Station and tracks decarbonization
Besides the trains, it is also necessary to decarbonize the tracks, stations and other buildings. But how do we do that without disrupting operations? Roland Berger has experience with taking a systematic approach to decarbonization. Sustainability efforts should, whenever possible, align with existing renovation plans and projects to minimize (additional) operational disruptions, though mandatory measures for compliance with laws and regulations should be prioritized. The project approach as depicted in figure 3 is aimed to optimize the tracks and stations’ sustainability and operability. Depending on the current situation, the project approach and focus areas would need to be adapted. While stations generally have significant Scope 2 emissions from purchased energy with room for improvement, emission reduction measures for tracks are more focused on Scope 3 emissions from construction and maintenance.
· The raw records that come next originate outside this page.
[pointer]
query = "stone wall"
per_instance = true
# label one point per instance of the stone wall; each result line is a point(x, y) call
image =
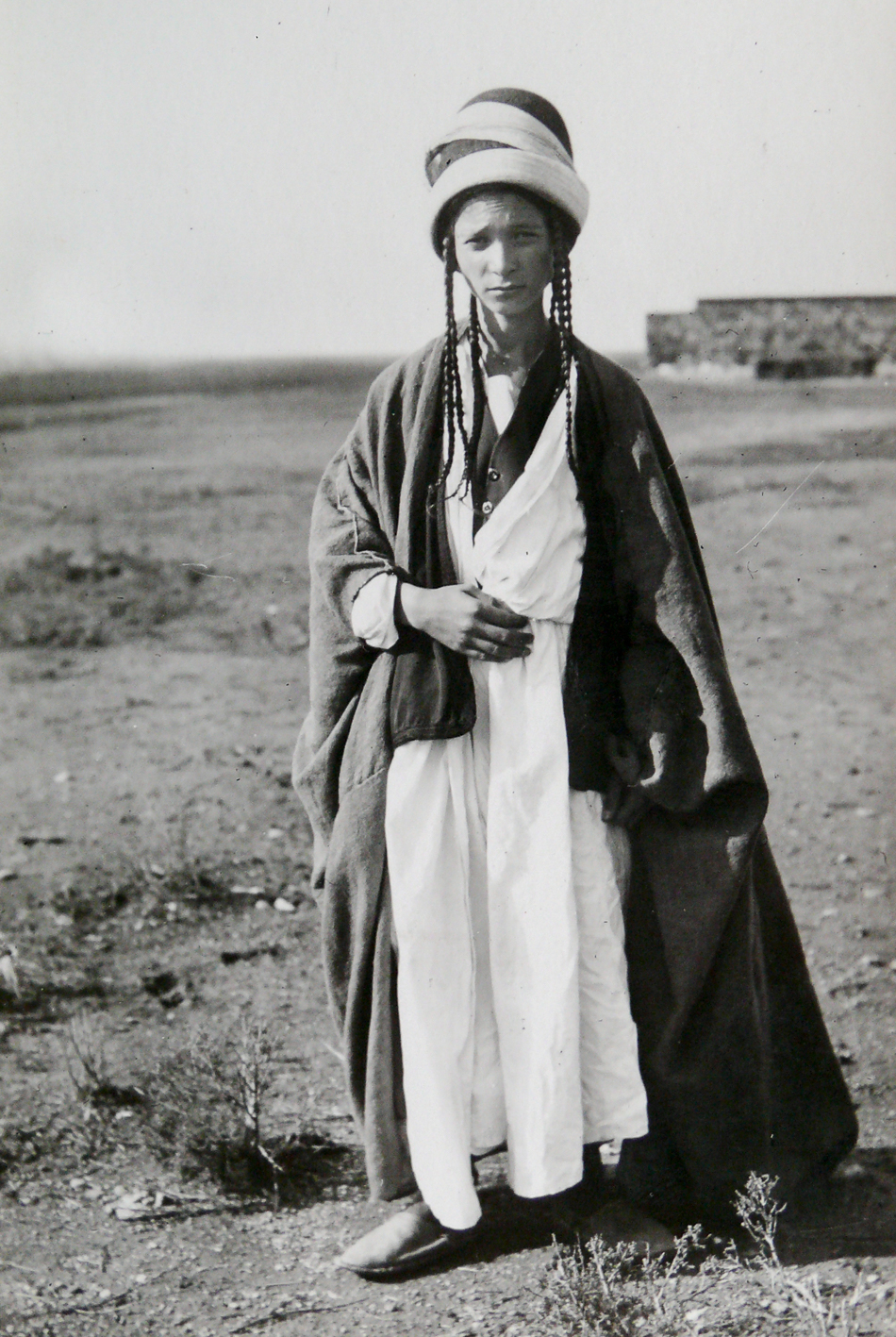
point(780, 336)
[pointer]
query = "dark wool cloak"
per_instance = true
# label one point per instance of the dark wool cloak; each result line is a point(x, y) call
point(735, 1055)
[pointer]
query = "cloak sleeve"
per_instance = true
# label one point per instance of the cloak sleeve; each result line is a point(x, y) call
point(736, 1058)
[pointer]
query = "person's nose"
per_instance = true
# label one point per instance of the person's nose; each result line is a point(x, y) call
point(503, 259)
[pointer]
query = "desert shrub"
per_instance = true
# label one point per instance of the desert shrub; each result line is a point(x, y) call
point(613, 1291)
point(207, 1105)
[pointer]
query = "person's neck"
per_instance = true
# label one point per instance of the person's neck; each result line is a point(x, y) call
point(512, 343)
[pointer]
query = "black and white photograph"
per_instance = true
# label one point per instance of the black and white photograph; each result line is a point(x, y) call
point(447, 770)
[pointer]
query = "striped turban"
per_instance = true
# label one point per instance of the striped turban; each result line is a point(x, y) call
point(506, 137)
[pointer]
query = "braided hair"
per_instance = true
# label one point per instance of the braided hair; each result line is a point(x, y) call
point(562, 321)
point(451, 381)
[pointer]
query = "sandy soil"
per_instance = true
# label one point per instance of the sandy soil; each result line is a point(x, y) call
point(167, 744)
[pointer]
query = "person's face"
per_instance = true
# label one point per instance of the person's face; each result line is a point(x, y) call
point(505, 252)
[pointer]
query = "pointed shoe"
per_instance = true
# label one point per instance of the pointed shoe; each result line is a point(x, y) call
point(407, 1243)
point(620, 1222)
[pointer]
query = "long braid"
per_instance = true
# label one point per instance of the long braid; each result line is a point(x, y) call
point(450, 378)
point(479, 388)
point(452, 385)
point(562, 317)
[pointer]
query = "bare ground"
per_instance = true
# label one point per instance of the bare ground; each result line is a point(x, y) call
point(143, 777)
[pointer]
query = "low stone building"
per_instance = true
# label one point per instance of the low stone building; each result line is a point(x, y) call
point(780, 336)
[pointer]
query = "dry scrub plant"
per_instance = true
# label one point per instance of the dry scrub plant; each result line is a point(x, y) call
point(207, 1105)
point(611, 1291)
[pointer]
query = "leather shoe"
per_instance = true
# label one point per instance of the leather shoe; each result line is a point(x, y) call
point(407, 1243)
point(621, 1222)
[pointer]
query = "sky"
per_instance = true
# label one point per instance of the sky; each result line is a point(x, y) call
point(243, 178)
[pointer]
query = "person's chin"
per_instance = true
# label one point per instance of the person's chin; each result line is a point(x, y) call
point(509, 304)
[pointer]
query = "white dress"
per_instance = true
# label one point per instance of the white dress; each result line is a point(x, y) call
point(507, 885)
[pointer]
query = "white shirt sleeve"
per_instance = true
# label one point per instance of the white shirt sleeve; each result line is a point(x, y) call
point(373, 611)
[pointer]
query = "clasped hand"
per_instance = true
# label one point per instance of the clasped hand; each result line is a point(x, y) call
point(466, 619)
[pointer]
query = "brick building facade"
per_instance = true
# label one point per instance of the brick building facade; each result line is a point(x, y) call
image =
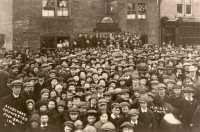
point(6, 30)
point(180, 21)
point(35, 23)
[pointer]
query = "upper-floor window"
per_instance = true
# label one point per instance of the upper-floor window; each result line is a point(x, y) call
point(188, 7)
point(180, 4)
point(136, 11)
point(55, 8)
point(131, 14)
point(184, 7)
point(141, 11)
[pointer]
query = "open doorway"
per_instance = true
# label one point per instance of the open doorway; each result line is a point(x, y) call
point(52, 42)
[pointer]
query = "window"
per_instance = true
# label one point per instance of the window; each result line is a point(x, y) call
point(131, 14)
point(180, 6)
point(184, 7)
point(48, 8)
point(62, 9)
point(141, 11)
point(188, 7)
point(52, 8)
point(111, 8)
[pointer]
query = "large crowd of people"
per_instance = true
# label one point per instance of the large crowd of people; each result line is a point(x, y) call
point(108, 83)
The journey toward sustainability involves not just reducing emissions but reimagining the lifecycle of resources. Rather than discarding materials, a circular approach encourages maintenance through repairing, recycling, refurbishing, remanufacturing or repurposing. This requires a reevaluation of product engineering, incorporating more recycled or biobased materials. Roland Berger has extensive experience with sourcing and accounting for green steel and concrete, which are two key components of buildings and rail tracks. We believe that, as (semi-)public organizations, rail companies should lead the way in more sustainable procurement strategies.
Taking a closer look at steel, it is one of the world’s most important construction materials, produced by one of the most CO2e -intensive industries. The steel industry in Europe currently produces ~6% of total EU CO2e emissions. Options to reduce emissions and improve circularity are growing though. Steel manufacturers are focusing on two main technologies to transition to CO2e -reduced steel, or so-called green steel: Carbon Capture, Utilization and Storage (CCUS) and direct reduction technologies based on natural gas or hydrogen. CCUS encompasses methods and technologies to capture CO2e during the production process, followed by recycling or permanently storing the CO2e. This can deliver up to 80% CO2e -emission reduction. Direct Reduction or DRI refers to solid-state processes that reduce iron ore into iron by a reducing gas or elemental carbon. The direct reduction process based on green hydrogen has the potential to deliver up to 99% CO2e -emission reduction, though sufficient green hydrogen production at a reasonable cost is still a challenge for the coming years. Green steel is expected to become gradually available from 2030 onwards. Another option is using recycled scrap, possibly mixed with virgin material, to produce new rails. Steel from recycled scrap has ~90% lower CO2e footprint than virgin steel, and steel producers are experimenting with increasing the share of recycled material in rail. Procurement departments of rail companies should approach steel suppliers to accelerate low-carbon technologies and increase scrap content. Roland Berger also strongly advises rail companies to consider teaming up with other rail companies in this effort.
Scope 3 emissions only reduced by fostering sustainable supplier partnerships
In addressing the intricate challenges in mitigating scope 3 emissions, effective collaboration with suppliers becomes paramount. Our approach is multifaceted, with an emphasis on partnerships. We suggest tailoring the intensity of collaboration to the suppliers’ potential impact and their degree of maturity.
Given the diversity of suppliers, three distinct forms of collaboration are pursued:
A. Peer learning and partnership: A collaborative platform is jointly established to foster sustainability within the industry. This platform serves as a hub for the valuable exchange of insights between suppliers and companies involved in carbon credit offerings.
B. Collaboration and education: Supplier engagement is facilitated through dedicated workshops, creating a space for interactive learning and best-practice exchange. These sessions contribute to a collective effort in understanding and addressing scope 3 emissions, aligning with the set targets.
C. Communication of terms: Recognizing the varied impact and maturity levels of suppliers, compliance terms for the established targets are clearly communicated. This method ensures a transparent framework for all stakeholders, driving accountability and adherence to emissions reduction goals.
Conclusion: Rail decarbonization is not only a must – it is an opportunity
The rail industry's trajectory toward sustainability is not merely a response to regulatory pressure; it represents a fundamental shift in business dynamics. Roland Berger's sustainability in operations approach positions rail enterprises at the forefront of this transformative journey. By developing a comprehensive climate action plan, rail companies can meet regulatory requirements while also unlocking new business prospects, ensuring a resilient and sustainable future for rail. To preserve and enhance rail as the most environmentally-friendly form of travel, especially as financial resources are limited, it is crucial to adopt a rigorous approach.